From the statistical plot we have P-values is less than 0.05, it indicates that there is a statistically significant difference in the eigen betweenness scores across different fishing types.

Therefore, we can conclude that the fishing type has a significant effect on the eigen betweenness scores in the network. This finding implies that the type of fishing has an influence on the structural importance or centrality of the nodes in the network, as measured by eigen betweenness.

VisNetwork Graph

Community Detection

The community detection is performed using the cluster_edge_betweenness function from the igraph package. This function calculates the edge betweenness centrality for each edge in the graph and then uses it to detect communities.

Show the code 
edges_df1 <- MC2_graph %>%
  activate(edges) %>%
  as.tibble()

nodes_df1 <- MC2_graph %>%
  activate(nodes) %>%
  as.tibble() %>%
  rename(label = id) %>%
  mutate(id=row_number()) %>%
  select(id, label)

# Perform community detection using the cluster edge betweenness
communities <- cluster_edge_betweenness(MC2_graph)

# Get the cluster membership of each node
membership <- membership(communities)

# Add the cluster membership information to the nodes data frame
nodes_df1$group <- membership

# Plot the graph with clustered nodes using visNetwork
visNetwork(nodes_df1, edges_df1) %>%
  visIgraphLayout(layout = "layout_with_fr") %>%
  visEdges(arrows = "to",
           smooth = list(enabled = TRUE,
                         type = "curvedCW"), 
           color = list(highlight = "lightgray")) %>%
  visOptions(highlightNearest = list(enabled = TRUE,
                                     degree = 1,
                                     hover = TRUE,
                                     labelOnly = TRUE),
             nodesIdSelection = TRUE,
             selectedBy = "group") %>%
  visLayout(randomSeed = 1234)

cluster_edge_betweenness

  • the large number of nodes forming a single largest community suggests that the graph has strong connections and relatively low edge betweenness centrality across its edges.

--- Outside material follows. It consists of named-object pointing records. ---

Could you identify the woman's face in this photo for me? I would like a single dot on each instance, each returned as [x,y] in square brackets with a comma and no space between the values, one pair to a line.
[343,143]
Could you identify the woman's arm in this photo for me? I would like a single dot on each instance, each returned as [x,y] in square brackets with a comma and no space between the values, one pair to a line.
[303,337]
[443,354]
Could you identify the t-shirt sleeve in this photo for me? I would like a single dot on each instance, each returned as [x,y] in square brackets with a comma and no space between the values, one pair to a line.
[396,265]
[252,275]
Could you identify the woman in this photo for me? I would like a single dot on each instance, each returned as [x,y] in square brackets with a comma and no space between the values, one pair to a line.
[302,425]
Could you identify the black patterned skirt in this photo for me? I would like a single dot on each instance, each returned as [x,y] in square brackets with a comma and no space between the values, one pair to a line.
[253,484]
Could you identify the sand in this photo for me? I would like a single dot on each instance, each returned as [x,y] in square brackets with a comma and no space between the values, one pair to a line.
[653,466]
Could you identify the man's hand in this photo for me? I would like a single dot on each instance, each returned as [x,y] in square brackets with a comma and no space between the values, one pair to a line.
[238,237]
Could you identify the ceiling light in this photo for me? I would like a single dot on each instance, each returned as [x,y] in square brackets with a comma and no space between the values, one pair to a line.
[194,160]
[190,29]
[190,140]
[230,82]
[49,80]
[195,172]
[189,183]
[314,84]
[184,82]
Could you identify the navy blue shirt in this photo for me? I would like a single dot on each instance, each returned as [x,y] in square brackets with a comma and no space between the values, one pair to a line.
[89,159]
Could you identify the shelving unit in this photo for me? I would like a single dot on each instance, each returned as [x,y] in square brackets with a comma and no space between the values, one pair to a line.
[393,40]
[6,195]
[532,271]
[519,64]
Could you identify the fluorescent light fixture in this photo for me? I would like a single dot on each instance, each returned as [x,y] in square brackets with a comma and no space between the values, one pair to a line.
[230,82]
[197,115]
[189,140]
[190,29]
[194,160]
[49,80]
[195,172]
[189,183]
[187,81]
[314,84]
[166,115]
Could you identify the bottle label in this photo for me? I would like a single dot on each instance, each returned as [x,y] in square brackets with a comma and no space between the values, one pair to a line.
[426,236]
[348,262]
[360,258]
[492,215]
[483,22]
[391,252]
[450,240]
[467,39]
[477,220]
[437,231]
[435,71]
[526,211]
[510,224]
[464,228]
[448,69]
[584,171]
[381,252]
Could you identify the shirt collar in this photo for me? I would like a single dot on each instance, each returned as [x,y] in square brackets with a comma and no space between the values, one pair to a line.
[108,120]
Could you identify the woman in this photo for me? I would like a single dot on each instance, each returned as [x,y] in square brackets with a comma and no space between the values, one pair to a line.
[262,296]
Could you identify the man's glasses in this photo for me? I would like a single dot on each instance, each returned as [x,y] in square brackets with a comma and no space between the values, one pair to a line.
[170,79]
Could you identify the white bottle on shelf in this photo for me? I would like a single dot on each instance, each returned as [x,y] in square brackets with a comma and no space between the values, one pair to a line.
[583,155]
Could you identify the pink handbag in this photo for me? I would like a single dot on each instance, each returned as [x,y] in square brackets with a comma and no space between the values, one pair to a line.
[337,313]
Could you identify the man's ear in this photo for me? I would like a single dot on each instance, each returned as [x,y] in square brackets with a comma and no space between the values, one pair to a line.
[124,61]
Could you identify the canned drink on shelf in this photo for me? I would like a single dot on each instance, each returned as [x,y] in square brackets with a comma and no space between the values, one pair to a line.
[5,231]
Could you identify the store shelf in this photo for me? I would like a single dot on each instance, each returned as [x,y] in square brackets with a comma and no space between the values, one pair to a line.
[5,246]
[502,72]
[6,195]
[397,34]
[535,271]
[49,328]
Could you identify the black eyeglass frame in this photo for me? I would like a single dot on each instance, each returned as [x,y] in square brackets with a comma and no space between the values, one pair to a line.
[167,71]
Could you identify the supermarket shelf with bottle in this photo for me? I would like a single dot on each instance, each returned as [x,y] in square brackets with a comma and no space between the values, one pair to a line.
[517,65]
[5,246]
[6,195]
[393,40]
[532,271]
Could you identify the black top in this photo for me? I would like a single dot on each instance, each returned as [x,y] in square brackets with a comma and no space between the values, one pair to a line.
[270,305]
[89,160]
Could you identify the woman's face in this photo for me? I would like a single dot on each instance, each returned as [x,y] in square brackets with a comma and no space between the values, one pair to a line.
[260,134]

  • This indicates a cohesive and densely connected network where most nodes are closely linked, resulting in a single dominant community.

cluster_louvain is a community detection algorithm implemented in the igraph package in R. It is based on the Louvain method, which is a popular and efficient algorithm for detecting communities in networks. The Louvain method aims to optimize a quality function known as modularity, which measures the strength of division of a network into communities.

Show the code 
edges_df2 <- MC2_graph %>%
  activate(edges) %>%
  as.tibble()

nodes_df2 <- MC2_graph %>%
  activate(nodes) %>%
  as.tibble() %>%
  rename(label = id) %>%
  mutate(id=row_number()) %>%
  select(id, label)

# Convert the graph to undirected
MC2_graph_undirected <- as.undirected(MC2_graph)

# Perform community detection using the Louvain algorithm on the undirected graph
communities <- cluster_louvain(MC2_graph_undirected)

# Get the cluster membership of each node
membership <- membership(communities)

# Add the cluster membership information to the nodes data frame
nodes_df2$group <- membership

# Plot the graph with clustered nodes using visNetwork
visNetwork(nodes_df2, edges_df2) %>%
  visIgraphLayout(layout = "layout_with_fr") %>%
  visEdges(arrows = "to",
           smooth = list(enabled = TRUE, type = "curvedCW"), 
           color = list(highlight = "lightgray")) %>%
  visOptions(highlightNearest = list(enabled = TRUE, degree = 1, hover = TRUE, labelOnly = TRUE),
             nodesIdSelection = TRUE,
             selectedBy = "group") %>%
  visLayout(randomSeed = 1234)

cluster_louvain

In the cluster_louvain plot, it presences 8 small clusters suggests that the algorithm has identified distinct communities within the graph based on the optimization of modularity. These smaller clusters indicate subsets of nodes that are more densely connected internally and have fewer connections between them compared to the cluster_edge_betweenness result.

In our case, we would like to identify a clearer communities that potentially represent separate business cluster, cluster_louvain can be good choice. As it tends to produce well-separated communities with higher modularity score so I can capture smaller but tightly-knit communities within a larger network.